Although our test Porsche Panamera Turbo came without the optional Sport Chrono pack (denying the performance benefit of an overboost function, the fastest gearshifts possible with PDK and launch control), it still accelerated from rest to 60mph in four seconds dead. This makes the Panamera, with one possible exception, the fastest-accelerating saloon in its class, eclipsing the Jaguar XFR, BMW M5 and Audi RS6. On paper, the Cadillac CTS-V will go faster still, but with only the rear wheels driven this will be surface dependent.
Drive a Panamera Turbo and you will not want for extra performance, but if you want to go faster you can - a Turbo S with 543bhp and 553lb ft of torque is available.

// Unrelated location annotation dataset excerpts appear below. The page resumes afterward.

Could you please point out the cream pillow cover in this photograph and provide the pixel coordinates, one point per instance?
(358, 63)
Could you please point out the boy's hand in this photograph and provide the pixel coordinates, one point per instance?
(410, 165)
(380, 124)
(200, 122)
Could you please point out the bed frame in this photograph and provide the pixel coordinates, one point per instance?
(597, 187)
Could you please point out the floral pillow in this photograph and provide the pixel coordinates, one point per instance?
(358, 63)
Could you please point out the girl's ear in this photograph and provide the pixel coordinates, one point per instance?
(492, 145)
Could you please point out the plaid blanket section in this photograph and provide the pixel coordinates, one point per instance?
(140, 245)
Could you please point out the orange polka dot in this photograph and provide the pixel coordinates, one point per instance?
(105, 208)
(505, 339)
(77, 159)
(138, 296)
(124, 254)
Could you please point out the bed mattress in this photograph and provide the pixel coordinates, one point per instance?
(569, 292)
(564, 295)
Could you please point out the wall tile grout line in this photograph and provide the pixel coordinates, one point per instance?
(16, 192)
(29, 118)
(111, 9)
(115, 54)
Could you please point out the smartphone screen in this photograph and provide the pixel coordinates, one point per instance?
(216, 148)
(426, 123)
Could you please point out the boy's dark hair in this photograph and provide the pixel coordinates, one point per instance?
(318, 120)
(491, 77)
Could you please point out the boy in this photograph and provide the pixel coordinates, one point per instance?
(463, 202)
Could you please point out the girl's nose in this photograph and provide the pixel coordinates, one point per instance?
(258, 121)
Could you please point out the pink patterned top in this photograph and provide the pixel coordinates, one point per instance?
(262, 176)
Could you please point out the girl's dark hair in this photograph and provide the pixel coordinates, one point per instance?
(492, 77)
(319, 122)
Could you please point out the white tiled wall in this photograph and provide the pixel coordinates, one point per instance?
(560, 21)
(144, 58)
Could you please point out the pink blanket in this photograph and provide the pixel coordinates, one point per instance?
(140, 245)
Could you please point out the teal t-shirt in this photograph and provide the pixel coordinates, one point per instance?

Top speed is 191mph, which is faintly academic, while 0-62mph appears at the touch of a button, thanks to launch control, in 3.8sec, which is faintly ridiculous for a 1995kg saloon.
The diesel will win a legion of buyers based on its fuel and emissions standards alone, but if you're buying because you are an enthusiast driver, or like your car to have soul, we'd think very carefully before signing on the dotted line. Sure, 247bhp and 406lb ft of torque deliver decent performance, and economy of substantially more than 40mpg impresses, but it's hard to escape the nagging feeling that this is a compromised Porsche.
The brakes, as expected with Porsche, provide excellent initial stopping power and precise pedal feel. However, during track tests the pedal travel lengthened more quickly than we are used to.